A California startup is turning greenhouse gas into a biodegradable plastic alternative that’s being used by Shake Shack, Nike, and H&M
FORTUNE
January 10, 2023
The decades-long fight against climate change has taught us that greenhouse gases—the product of burning fossil fuels—are to be captured, taxed, or cut altogether. But 20 years ago, entrepreneurs Mark Herrema and Kenton Kimmel thought of carbon differently—as a possible ingredient in products we use every day.

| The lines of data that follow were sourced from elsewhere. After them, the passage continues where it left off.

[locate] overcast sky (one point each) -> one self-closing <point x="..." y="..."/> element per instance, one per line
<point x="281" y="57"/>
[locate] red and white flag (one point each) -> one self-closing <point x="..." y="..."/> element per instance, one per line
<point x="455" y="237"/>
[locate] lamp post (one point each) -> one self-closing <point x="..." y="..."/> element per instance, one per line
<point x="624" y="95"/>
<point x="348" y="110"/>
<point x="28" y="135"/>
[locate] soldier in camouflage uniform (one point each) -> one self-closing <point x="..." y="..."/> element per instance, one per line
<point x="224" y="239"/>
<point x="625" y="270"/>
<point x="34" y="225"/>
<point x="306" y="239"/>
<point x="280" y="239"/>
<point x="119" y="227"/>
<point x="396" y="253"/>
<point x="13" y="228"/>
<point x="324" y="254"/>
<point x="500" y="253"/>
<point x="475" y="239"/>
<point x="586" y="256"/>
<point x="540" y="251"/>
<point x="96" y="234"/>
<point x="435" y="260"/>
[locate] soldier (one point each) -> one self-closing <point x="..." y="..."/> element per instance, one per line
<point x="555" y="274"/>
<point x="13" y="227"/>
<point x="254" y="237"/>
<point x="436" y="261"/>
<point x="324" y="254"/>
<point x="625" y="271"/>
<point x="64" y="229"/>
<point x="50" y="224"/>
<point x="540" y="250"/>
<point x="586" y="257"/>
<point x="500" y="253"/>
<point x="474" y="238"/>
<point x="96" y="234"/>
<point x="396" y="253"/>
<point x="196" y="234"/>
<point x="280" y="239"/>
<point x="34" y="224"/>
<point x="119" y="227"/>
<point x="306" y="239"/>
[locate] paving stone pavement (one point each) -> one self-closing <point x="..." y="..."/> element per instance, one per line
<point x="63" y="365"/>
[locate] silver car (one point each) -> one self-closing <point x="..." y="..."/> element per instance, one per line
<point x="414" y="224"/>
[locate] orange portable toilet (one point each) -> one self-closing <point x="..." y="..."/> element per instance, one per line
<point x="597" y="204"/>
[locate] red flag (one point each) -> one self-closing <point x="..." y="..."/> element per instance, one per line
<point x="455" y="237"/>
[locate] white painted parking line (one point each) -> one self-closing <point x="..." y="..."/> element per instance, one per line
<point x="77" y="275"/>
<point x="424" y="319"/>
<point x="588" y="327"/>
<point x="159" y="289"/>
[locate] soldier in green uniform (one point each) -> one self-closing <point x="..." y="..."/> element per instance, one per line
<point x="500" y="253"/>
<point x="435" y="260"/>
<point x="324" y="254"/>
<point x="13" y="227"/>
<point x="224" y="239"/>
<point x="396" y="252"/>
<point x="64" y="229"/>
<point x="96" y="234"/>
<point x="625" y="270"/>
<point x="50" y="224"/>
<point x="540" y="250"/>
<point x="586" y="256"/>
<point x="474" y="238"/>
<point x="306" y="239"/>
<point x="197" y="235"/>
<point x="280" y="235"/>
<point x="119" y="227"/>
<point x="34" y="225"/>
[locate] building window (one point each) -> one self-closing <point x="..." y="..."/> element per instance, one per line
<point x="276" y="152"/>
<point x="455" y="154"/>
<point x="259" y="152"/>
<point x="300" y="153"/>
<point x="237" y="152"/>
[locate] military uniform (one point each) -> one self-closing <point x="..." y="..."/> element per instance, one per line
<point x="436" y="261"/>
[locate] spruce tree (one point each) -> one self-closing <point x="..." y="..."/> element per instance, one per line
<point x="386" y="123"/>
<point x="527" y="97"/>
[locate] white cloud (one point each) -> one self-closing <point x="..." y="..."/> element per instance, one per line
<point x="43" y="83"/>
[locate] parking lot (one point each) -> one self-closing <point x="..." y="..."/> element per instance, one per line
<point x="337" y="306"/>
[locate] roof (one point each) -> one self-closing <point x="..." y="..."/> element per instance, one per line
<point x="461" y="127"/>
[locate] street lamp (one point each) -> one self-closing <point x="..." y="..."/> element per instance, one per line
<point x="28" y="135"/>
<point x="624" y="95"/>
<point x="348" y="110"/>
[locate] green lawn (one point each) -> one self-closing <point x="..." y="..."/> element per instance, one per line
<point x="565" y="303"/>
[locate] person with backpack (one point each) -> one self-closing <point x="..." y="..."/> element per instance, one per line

Now, their Huntington Beach, Calif., firm Newlight Technologies is converting greenhouse gas into a biodegradable replacement for plastic through a process that piggybacks on the one microbes use to eat methane leaking from the ocean floor (and consume oil spills such as the Deepwater Horizon). The company’s meltable bioplastic, called AirCarbon, has been used to make over 50 million products, including Shake Shack straws and cutlery as well as sunglasses and wallets, and soon will be found in Nike and Sumitomo products. Newlight, which has raised more than $106 million, in July signed a 15-year deal to open a new commercial AirCarbon reactor in Ohio that will allow it to churn out hundreds of millions more products.
“If you can use greenhouse gas as a resource to make useful products then you can create a market-driven, consumer-driven solution to this challenge,” Herrema says. “The potential scalability of that concept, where we’re not talking about subsidization or taxation, but in fact just commercial manufacturing, was immensely compelling to us.”